Cinematic, unusual and at times uneasy, My Memories of a Future Life is the story of what happens when Carol is diagnosed with RSI and told she cannot play piano for at least the next six months, a decision that sees her questioning an identity that had until then been linked intrinsically with her piano playing.
Confused, angry and alienated, Carol ends up accompanying her friend Jerry on an adventure to find the source of his panic attacks; a past life regression that seems to suggest he had once been a woman named Ruby Cunningham, murdered by Jack the Ripper in 1888.
Cynical and suspicious, Carol seeks solace in her own strange and sinister course of hypnotherapy.
Guided by Gene, she encounters Andreq, a ‘soothesayer’ living under the sea in a fascinating futuristic world.
It’s unclear whether Andreq is a future incarnation of Carol, created and controlled by Gene, or an inadvertent creation of Carol’s troubled subconscious.
Then the local weirdos start vying to get involved, and the novel gets progressively darker as it all takes its psychological, spiritual and emotional toll on Carol.
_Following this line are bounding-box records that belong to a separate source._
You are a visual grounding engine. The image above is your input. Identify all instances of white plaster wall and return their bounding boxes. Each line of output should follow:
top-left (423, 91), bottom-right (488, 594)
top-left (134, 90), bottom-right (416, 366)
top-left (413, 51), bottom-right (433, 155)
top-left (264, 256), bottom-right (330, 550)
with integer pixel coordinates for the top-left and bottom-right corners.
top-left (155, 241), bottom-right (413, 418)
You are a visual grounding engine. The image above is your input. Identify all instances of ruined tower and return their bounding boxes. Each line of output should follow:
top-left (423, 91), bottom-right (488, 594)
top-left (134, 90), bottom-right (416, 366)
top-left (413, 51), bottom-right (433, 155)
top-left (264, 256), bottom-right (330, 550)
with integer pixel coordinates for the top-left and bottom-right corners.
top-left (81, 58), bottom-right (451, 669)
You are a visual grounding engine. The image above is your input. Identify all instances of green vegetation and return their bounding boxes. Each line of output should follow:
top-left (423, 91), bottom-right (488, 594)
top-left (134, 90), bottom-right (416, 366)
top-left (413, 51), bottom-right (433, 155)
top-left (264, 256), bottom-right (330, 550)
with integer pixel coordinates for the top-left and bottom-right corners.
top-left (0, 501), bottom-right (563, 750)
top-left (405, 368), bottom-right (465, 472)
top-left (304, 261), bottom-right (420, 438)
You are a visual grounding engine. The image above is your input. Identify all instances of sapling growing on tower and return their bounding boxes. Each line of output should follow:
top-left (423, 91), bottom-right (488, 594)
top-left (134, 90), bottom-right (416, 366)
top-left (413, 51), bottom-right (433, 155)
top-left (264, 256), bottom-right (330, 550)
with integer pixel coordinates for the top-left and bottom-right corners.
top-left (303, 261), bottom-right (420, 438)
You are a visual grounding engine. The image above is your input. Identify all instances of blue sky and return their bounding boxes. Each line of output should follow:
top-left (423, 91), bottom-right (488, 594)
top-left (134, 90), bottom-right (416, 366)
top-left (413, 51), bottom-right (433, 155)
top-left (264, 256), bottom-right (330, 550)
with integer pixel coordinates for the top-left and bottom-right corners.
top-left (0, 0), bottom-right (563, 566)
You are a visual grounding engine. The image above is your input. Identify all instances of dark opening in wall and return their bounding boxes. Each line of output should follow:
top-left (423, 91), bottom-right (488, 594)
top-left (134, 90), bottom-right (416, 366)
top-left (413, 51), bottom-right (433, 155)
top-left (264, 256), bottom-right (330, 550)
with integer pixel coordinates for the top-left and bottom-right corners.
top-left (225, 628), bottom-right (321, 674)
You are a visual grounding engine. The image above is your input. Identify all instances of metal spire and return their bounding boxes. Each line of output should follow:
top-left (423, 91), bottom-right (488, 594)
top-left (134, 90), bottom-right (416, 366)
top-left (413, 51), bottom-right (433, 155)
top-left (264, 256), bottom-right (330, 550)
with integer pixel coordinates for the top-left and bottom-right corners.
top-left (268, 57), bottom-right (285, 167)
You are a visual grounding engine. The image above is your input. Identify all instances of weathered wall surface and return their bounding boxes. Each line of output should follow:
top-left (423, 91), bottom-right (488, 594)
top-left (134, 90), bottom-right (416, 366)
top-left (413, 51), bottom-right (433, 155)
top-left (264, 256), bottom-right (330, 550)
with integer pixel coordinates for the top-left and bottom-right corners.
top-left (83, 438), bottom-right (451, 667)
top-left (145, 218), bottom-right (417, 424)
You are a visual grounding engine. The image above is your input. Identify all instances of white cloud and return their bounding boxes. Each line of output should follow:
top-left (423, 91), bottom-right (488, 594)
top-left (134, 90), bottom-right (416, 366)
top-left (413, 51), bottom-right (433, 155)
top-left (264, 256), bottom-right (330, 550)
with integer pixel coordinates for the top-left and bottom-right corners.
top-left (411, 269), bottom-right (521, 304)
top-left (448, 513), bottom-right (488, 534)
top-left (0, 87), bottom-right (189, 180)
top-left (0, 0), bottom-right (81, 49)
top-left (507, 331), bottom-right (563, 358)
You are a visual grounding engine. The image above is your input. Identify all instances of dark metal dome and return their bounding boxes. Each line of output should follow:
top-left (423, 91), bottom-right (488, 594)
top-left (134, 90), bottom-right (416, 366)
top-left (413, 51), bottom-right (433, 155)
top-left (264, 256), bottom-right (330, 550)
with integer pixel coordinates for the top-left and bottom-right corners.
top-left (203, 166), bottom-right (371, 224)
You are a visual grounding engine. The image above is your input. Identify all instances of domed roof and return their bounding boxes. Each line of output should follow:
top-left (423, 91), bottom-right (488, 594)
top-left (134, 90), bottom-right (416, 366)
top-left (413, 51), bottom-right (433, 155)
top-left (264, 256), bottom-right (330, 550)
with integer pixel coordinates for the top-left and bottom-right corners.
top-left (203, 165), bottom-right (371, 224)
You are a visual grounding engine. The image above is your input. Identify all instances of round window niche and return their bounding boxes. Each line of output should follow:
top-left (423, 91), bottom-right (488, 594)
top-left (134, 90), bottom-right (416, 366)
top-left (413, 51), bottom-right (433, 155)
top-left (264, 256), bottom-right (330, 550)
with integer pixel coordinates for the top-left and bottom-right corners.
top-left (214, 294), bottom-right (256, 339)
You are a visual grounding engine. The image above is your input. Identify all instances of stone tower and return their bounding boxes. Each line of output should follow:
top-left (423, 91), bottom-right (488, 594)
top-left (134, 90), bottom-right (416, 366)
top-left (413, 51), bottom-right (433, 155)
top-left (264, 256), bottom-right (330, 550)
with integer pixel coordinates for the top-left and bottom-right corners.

Although occasionally clumsy and confusing, My Memories of a Future Life is a strange and stubborn book, one that will stay with you long after finishing its final pages.
Original and odd, the writing is by turns visual and visceral (I especially loved the description of RSI as “a feeling like my arms were long gloves stroked by wire brushes…as though my nerves were a crackling storm”), and I’ll be curious to see what Roz will write next.
Recommended for: Lovers of literary fiction and classical music, and anyone intrigued by the idea of past and future lives.
Other recommended reading: This was a tricky one, because My Memories of a Future Life is so unsettlingly odd and original that it’s in a class all of its own. But for another tale of love and loss across time and space, try The Time Traveller’s Wife by Audrey Niffenegger.